13 Ocak 2020 Pazartesi

Albert Espinosa'dan "Gel Dersen Her Şeyi Bırakıp Gelirim...Yeter Ki Gel De"

Çok uzun yıllardır birlikte olduğu sevgilisiyle büyük bir kavganın ardından daha yeni ayrılan Dani, tam da ne yapacağını bilemez halde dururken çocuğu kaybolmuş bir babadan telefon alır. Dani'nin işi budur, kaybolan çocukları bulan bir dedektiftir. Tesadüf gibi gelen bu telefonla, neredeyse 40 yıllık hayatının tüm mihenk taşlarını sorgulamasına sebep olan adaya, Capri Adası'na doğru yola çıkar. 
Bakın normalde böyle bir konusu olan ve dahası böyle bir ismi olan bir kitabı elime almazdım ben. Dönüp de bakmazdım bile. Çünkü ismini okusam, pöhh herhalde ağlak muğlak bir aşk hikayesi gene herhalde derdim. Konusunu özetleyen cümleleri okusam, ayy aman aman yine acıklı yine dramlaaar ah allahım bu ne dramlaaar diyerek geri bırakırdım. Ama böyle olmadı. İlk olarak şu cümleleri okudum ben:
Her açıdan seni tatmin edecek bir hayat istemez miydin? Sevmediğin hiçbir şeyi kabullenmen gerekmese? 23 numaralı vagonda sürüklenip gidiyormuş gibi hissetmesen kendini, hayatının kontrolü senin ellerinde olsa?"
Yanıt vermedim… Sonra bana baktı ve hayatım boyunca unutamayacağım o iki soruyu sordu.
"Dizginleri eline almak istiyor musun, istemiyor musun? Yaşadığın anların kontrolünün sende olmasını istiyor musun, istemiyor musun?"
"Evet!" dedim sonunda, kırk yıllık hayatımın en coşku dolu "evet"iydi bu.
Tarihler ekim 2016'yı gösteriyordu ve bu cümleleri yazan kesinlikle beni etkilemek için çaba sarf ediyor gibi görünmüştü gözüme. Aman yarabbi, bu kitap bana gerçekten bunun cevabını verebilir miydi? Neydi ki bu kitap? Kimdi ki? Konusunu bile okumadım, Dani'den falan haberim bile olmadı. Direkt okunacaklara-alınacaklara ekledim. Sonra da her denk geldiğimde o cümleleri içim dola dola okuyup, geçtim. Bekledim, her kitabın bir zamanı var. Sonunda yıl sonu indirimleri kapsamında Kitap Yurdu'nda Pegasus Yayınları'nın kitapları yüzde 50 indirime girdi ve uzun zamandır alınacaklarda beklettiğim kitapları sipariş ettim.
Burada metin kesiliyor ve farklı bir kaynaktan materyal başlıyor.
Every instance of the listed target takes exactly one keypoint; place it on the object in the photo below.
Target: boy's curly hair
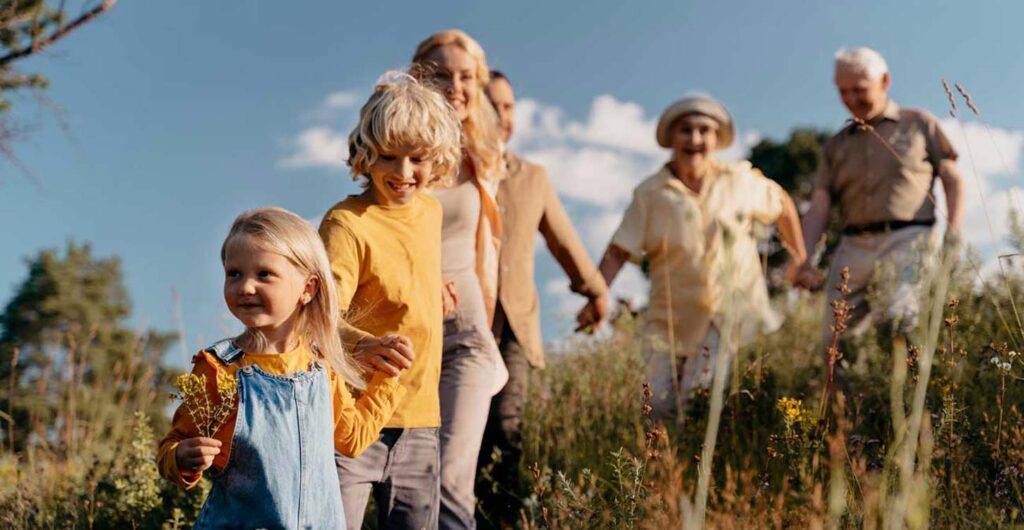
(404, 113)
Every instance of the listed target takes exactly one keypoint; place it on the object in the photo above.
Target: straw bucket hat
(706, 105)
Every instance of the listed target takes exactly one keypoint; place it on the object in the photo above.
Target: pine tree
(69, 361)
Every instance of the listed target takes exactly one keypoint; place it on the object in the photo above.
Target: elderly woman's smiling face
(693, 138)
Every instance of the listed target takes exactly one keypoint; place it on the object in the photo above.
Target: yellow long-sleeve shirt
(387, 265)
(356, 422)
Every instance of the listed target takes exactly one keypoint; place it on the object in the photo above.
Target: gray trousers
(500, 494)
(401, 471)
(889, 261)
(693, 369)
(468, 381)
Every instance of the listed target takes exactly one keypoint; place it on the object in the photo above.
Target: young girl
(385, 250)
(273, 456)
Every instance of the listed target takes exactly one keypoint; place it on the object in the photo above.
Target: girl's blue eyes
(263, 274)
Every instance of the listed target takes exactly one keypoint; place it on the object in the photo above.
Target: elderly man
(880, 171)
(527, 204)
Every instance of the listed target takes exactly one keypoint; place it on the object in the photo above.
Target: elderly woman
(692, 221)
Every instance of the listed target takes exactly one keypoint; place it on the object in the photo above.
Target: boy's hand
(450, 299)
(389, 354)
(196, 454)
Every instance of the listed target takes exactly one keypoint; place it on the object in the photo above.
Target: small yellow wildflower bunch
(209, 417)
(793, 410)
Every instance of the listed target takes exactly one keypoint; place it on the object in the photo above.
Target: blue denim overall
(281, 471)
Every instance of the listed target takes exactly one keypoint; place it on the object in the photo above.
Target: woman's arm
(793, 237)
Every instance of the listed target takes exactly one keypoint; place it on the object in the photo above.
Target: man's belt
(884, 226)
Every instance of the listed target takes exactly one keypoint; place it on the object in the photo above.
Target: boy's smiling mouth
(401, 186)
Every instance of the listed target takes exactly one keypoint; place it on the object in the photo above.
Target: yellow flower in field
(206, 413)
(793, 409)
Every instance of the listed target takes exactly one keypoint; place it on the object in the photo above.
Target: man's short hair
(863, 60)
(497, 74)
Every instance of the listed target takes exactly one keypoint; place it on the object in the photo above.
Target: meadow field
(925, 434)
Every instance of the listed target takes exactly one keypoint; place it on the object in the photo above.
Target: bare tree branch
(59, 33)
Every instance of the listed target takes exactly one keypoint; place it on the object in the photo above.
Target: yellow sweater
(386, 262)
(356, 423)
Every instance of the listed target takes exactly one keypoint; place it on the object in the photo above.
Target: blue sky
(178, 116)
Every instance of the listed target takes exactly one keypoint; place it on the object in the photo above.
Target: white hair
(861, 60)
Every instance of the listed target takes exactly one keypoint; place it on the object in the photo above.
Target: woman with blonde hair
(472, 369)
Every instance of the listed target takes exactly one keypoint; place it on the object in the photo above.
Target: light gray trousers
(469, 379)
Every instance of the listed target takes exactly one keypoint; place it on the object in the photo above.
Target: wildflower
(793, 409)
(208, 416)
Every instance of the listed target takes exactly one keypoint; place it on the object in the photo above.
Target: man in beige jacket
(527, 204)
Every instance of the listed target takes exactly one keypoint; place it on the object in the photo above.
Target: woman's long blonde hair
(402, 112)
(480, 132)
(283, 232)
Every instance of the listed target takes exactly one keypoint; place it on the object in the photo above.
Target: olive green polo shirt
(869, 183)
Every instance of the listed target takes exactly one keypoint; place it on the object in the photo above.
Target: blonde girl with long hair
(385, 250)
(472, 369)
(285, 383)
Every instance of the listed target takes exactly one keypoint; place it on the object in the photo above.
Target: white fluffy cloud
(316, 147)
(324, 144)
(990, 164)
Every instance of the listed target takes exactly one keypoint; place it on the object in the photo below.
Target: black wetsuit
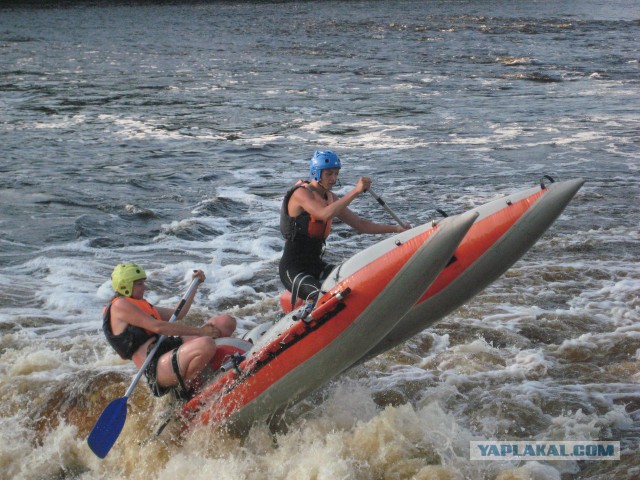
(301, 268)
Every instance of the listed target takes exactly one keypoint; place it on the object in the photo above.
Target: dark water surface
(167, 134)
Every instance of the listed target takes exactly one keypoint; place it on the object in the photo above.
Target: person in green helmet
(132, 326)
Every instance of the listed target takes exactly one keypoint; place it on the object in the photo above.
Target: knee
(204, 346)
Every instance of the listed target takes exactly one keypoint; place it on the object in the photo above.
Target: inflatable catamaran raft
(374, 301)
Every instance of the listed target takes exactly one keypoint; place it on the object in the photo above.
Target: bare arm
(303, 199)
(126, 312)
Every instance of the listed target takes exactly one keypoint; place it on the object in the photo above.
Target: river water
(167, 133)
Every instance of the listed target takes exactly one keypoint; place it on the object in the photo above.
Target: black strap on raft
(542, 185)
(234, 362)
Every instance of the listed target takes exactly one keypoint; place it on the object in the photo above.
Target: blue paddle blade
(108, 427)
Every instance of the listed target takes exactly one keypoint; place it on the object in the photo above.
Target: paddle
(386, 207)
(108, 427)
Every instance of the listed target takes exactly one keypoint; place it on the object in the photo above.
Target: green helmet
(123, 277)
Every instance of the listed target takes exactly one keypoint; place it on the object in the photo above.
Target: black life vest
(303, 227)
(132, 338)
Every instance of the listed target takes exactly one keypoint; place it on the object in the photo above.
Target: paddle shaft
(161, 339)
(386, 207)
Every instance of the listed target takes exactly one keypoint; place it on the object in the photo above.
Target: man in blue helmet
(305, 222)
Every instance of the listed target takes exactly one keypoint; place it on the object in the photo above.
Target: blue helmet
(322, 160)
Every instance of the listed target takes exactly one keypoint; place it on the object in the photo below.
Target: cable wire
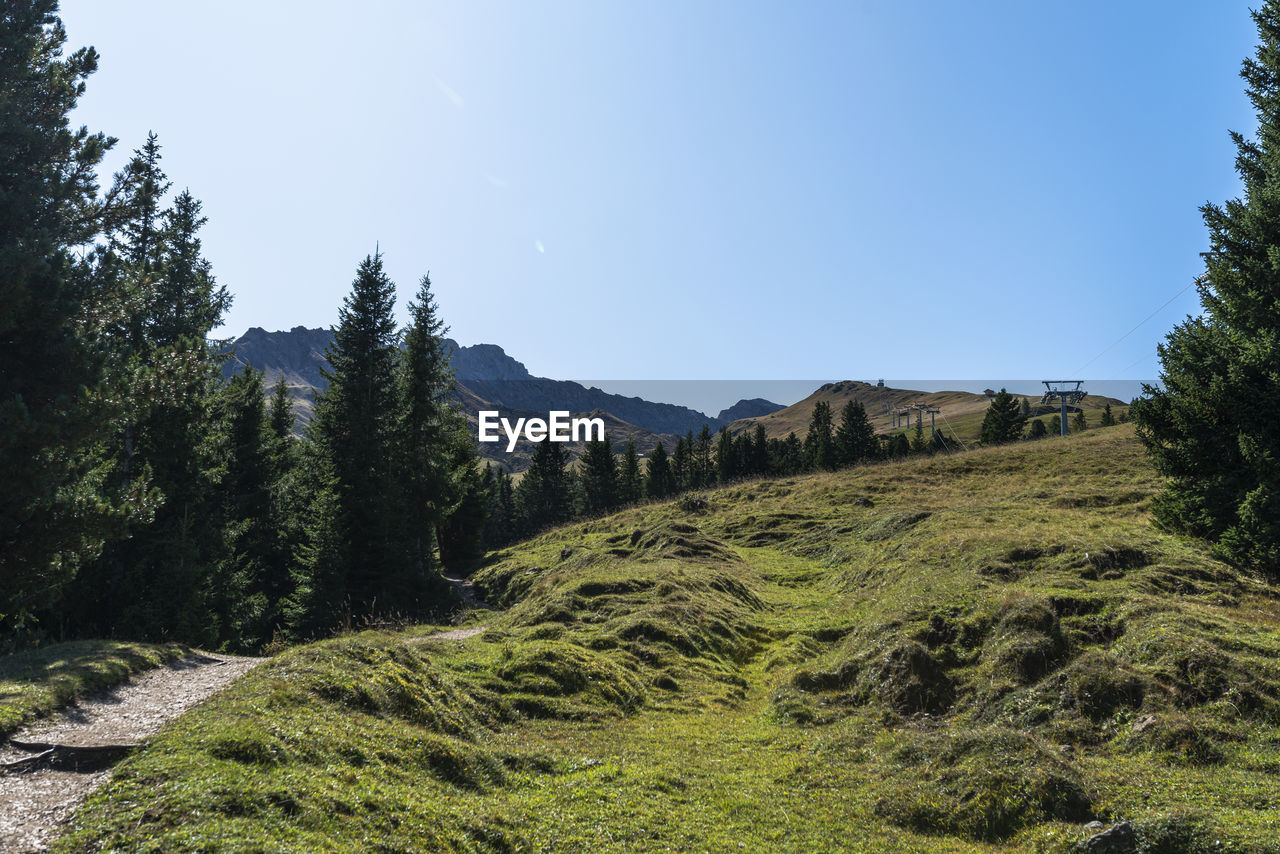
(1168, 302)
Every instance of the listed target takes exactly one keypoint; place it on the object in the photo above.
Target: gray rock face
(752, 409)
(1118, 839)
(484, 370)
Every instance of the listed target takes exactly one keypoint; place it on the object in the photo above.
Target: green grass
(39, 681)
(968, 653)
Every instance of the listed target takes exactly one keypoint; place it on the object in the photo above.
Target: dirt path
(466, 590)
(69, 756)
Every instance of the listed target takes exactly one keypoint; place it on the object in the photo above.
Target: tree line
(150, 498)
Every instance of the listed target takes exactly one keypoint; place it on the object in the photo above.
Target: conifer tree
(726, 461)
(659, 480)
(1221, 457)
(59, 502)
(238, 598)
(791, 456)
(599, 478)
(918, 443)
(630, 483)
(818, 446)
(432, 479)
(855, 438)
(461, 533)
(544, 494)
(355, 429)
(759, 452)
(703, 470)
(1002, 421)
(161, 305)
(682, 462)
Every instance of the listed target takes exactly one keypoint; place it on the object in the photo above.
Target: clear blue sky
(702, 190)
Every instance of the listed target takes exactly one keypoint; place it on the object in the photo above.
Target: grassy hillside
(39, 681)
(960, 411)
(970, 653)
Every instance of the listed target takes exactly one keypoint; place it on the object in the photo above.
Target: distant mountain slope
(961, 410)
(755, 407)
(487, 373)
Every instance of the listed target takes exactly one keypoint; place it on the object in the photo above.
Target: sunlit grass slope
(968, 653)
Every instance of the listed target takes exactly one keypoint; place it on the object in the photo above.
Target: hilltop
(487, 378)
(978, 652)
(961, 411)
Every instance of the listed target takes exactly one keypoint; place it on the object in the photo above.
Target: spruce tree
(544, 494)
(240, 601)
(160, 304)
(1210, 425)
(819, 447)
(682, 462)
(599, 478)
(630, 483)
(432, 480)
(759, 452)
(1002, 421)
(703, 469)
(659, 480)
(59, 502)
(855, 438)
(726, 461)
(355, 531)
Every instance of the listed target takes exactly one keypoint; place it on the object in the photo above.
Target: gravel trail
(54, 765)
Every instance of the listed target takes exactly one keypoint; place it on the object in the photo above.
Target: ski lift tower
(1059, 389)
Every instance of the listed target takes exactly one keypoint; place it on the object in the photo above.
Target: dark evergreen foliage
(659, 479)
(1004, 420)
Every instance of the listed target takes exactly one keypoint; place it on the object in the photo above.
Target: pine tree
(918, 443)
(59, 502)
(161, 302)
(630, 483)
(544, 493)
(659, 480)
(1002, 421)
(461, 531)
(599, 478)
(501, 523)
(726, 461)
(759, 453)
(433, 480)
(819, 448)
(1221, 456)
(355, 429)
(791, 456)
(855, 437)
(682, 462)
(702, 469)
(238, 596)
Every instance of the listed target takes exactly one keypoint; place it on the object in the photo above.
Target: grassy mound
(969, 653)
(40, 681)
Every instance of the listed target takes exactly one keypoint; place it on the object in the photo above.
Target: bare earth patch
(64, 758)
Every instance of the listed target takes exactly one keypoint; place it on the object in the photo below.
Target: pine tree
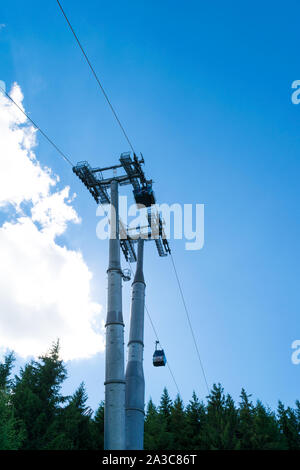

Yalan yok, yine de bu isimli bir kitabı elime alıp gezdirmekten utanmadım değil. İspanyolcası'ndan Zeynep Heyzen Ateş çevirmiş. Nisan 2014 tarihli ilk basımı, 238 sayfa. Dış kapağının dışında yarım şekilde bir ince dekoratif kapak daha yapmışlar. Arka kapakta 25 tl etiketi yapıştırılmış, ben 16,21 tl'ye almışım. Şimdi KitapYurdu'ndan 17,82 tl'ye yükselmiş görünüyor fiyatı.
Yazarımız Albert Espinosa
Yazarı Albert Espinosa 1974'te Barselona'da doğmuş, endüstri mühendisliği eğitimi almış aslında. Ama gitmiş oyun yazar, senaryo yazarı, roman yazarı, oyuncu ve film yönetmeni olmuş. Bu kadar azmin sebebi ne peki derseniz, 14 yaşında kanser teşhisi konduktan sonra senelerce hastanelerde geçmiş ömrü. Bir bacağını, akciğerinden karaciğerinden parçayı kaybetmiş. Haliyle tüm bunlardan sonra hayata bu kadar iştahla saldırmış olmalı.
Peki beklediğim şey mi çıktı kitap? Bana vaat ettiği cevapları verdi mi Albert Espinosa? Aslında o konuda baya bir hayal kırıklığı yaşattı. Çünkü sanırım henüz bana istediğim cevapları verebilecek biri yok. Her neyse. Bunun dışında ise çok bildik bir hikayeyi, hiç bilmediğimiz bir yoldan anlatıyor Espinosa. Belki birazcık bir kişisel gelişim kitabı gibi, kahramanımız Dani aracılığıyla, hayatla ilgili bir şeyler söylemeye, öğretmeye çalışıyor. Sevgilisinden ayrılmasından, adaya gidip kayıp çocuğu aramasına kadar her bir adımında Dani ile birlikte bir geçmişe, bir geleceğe gidip geliyoruz. Tüm hayatını tanıtıyor bize Dani. O hikayeden bu hikayeye hopluyoruz, hayatının her bir taşını birbirine bağlaya bağlaya ilerliyoruz, ilerlediğimizi bile fark etmeden. Bu açıdan benim için oldukça taze bir okumaydı, böyle bir anlatım yöntemine çok sık rastlamıyoruz. Ama konusu açısından ya da söyledikleri, söylemeye çalıştıkları açısından çok bilindikti. Ben yine bunları duymak istemiyorum dedim sık sık kitaba. Ben artık habire herkesin bunları söyleyip, hayatını yoluna koymak, hayatta yolunu bulmak çok kolaymış gibi göstermesinden bıktım usandım dedim. Kolaymış gibi de göstermiyor da, hani evet çok zorluklar var ama aşacaksın, başaracaksın gibi şeyler söylüyor en nihayetinde hepsi. Oysa gördüğünüz gibi 2011'den beri burada, hiçbir şey düzelmiyor. Ben de hiçbir şeyi başaramıyorum.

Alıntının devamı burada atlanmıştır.